Servings: 10 to 12 (approx. 6 cups cooked)
Prep Time: 15 min
Cook Time: 3 to 4 hrs
Suggested Equipment: Heavy dutch oven pot, small skillet

When using dried beans, you always want to rinse them off well and pick through for any pebbles, because dried beans can be old and dusty. I want to note that I have not ever actually found pebbles in my beans. That said, the day I don't take this step I'm quite sure I would be serving vegan beans to Beyoncé and watch her take a bite with a rock in it. So just rinse your beans.


Add the rinsed and pebble-free beans to your pot and water to cover 3 or 4 inches over the level of the beans. Add one onion, sliced in half and peeled but leaving one end intact to hold it together. You'll also add the green pepper quarters, five of the garlic cloves, both bay leaves, and the orange half. If your thyme is all connected to a hearty sprig, go ahead and throw the whole thing in, otherwise I'd recommend tying it up with some twine or just picking off the leaves. It's a pain to dig through anything for stems later.
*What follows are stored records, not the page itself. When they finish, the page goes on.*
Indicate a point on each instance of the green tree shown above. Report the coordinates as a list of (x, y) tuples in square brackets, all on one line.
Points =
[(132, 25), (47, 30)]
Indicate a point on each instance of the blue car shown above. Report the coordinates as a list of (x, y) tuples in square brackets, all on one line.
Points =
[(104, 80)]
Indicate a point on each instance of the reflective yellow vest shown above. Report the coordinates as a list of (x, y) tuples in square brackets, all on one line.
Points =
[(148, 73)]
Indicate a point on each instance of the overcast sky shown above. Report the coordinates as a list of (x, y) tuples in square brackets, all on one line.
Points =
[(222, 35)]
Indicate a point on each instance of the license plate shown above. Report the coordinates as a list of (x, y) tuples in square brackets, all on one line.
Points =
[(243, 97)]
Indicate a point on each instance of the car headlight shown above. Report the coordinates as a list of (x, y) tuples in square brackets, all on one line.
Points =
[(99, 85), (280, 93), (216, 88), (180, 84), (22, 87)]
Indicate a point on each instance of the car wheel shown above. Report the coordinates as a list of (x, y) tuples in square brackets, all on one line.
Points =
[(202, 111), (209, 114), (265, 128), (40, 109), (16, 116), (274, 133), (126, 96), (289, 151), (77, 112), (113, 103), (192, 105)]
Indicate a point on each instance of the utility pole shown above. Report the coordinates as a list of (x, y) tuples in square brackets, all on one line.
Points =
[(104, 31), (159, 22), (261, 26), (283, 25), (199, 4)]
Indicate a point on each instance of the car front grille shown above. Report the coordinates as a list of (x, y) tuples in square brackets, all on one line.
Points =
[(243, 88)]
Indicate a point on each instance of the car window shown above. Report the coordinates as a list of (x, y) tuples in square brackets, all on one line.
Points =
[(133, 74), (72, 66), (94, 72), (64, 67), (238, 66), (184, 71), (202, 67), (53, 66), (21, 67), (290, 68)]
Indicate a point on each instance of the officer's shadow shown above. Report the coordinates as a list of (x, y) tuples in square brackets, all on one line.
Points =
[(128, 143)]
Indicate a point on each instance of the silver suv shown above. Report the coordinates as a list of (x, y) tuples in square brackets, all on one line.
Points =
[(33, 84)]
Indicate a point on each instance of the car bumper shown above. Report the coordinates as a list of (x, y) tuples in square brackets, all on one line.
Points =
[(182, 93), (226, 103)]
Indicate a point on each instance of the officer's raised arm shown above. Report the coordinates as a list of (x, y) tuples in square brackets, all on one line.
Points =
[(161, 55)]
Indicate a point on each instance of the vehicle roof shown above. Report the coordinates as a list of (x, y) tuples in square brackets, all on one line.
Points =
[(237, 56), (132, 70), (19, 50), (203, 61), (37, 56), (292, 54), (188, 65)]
You don't need to add anything else at this point, not even salt. 


Bring the pot to a boil, then reduce to low heat, cover and let it simmer.
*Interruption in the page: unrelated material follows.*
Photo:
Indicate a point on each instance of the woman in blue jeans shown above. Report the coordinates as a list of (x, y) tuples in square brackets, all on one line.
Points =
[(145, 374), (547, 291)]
Somewhere between one and two hours, the beans will soften. Your pot will look like scary sewer sludge. I removed the orange at this point so that the peel didn't add too much bitterness.


The time it takes for your beans to get "al dente" could vary greatly depending on the integrity of your dried beans. You should be able to bite into them easily, but they are still not soft enough to serve at this point. Some of the skins do get blown out, and that's fine as half will get mashed up later on. I stirred in about a teaspoon of kosher salt and let the beans simmer for another thirty minutes or so, uncovered. From this point forward the gravy needs to thicken which happens faster when liquid can easily evaporate.
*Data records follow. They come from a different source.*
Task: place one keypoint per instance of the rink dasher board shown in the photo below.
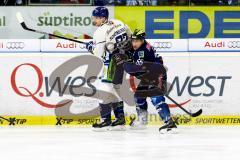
(160, 45)
(217, 110)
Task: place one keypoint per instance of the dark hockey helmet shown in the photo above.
(138, 34)
(100, 12)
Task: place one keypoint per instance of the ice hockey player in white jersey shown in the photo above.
(109, 36)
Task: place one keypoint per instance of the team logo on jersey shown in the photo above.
(141, 54)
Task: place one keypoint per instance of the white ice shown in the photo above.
(72, 143)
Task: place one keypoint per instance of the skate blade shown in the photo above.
(103, 129)
(138, 127)
(118, 128)
(167, 131)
After two hours or so in, my beans were soft and ready to be seasoned up. I removed the green pepper skins, onion, thyme and bay leaf from the pot. It's okay to leave any bits of garlic in there, they will fall apart and/or get mashed up by the end of cooking. Next, I stirred in a bit more salt and my can of tomato sauce. I love this stuff.


While the beans continued to simmer, I prepared a sofrito. This part is definitely where I learned a little bit from the Cuban preparation, although I use a few different ingredients in my sofrito. Add two tablespoons of olive oil to your skillet over medium low heat. Once warmed, add the remaining onion, finely diced, along with the diced serrano pepper. Season with a pinch of salt, cumin, smoked paprika and lots of cracked black pepper. Allow that to cook for a couple minutes until the onions soften.


Next add the remaining five garlic cloves, finely minced, along with the dried oregano and chopped cilantro. Reduce the heat to low and continue to gently cook the sofrito for another few minutes until it is aromatic and golden.


Stir the sofrito into the pot of cooked black beans. Allow it to simmer for another 15 minutes or so to absorb the flavors before tasting and making any adjustments for salt.


I used a potato masher to partially crush the beans. You don't want refried beans, but smashing them up a bit helps to thicken the gravy and makes a really great texture. You'll end up with a mix of mostly whole beans, with the rest pureed and incorporated into the sauce. As you can see there is still quite a bit of liquid left in the pot. I let the beans simmer for another half an hour to get the gravy to the perfect consistency. My total cooking time is usually between three and four hours, give or take, This isn't something you can time exactly, so just be sure you have a lazy afternoon free and don't stress it.


To finish things off, do one final check for salt and pepper, and stir in the remaining tablespoon or so of extra virgin olive oil, as well as the vinegar.


Give it a minute, spoon some beans in a bowl for your first real taste, then be prepared to swear off cans for awhile. You just made a crazy delicious, creamy pot of seasoned black beans.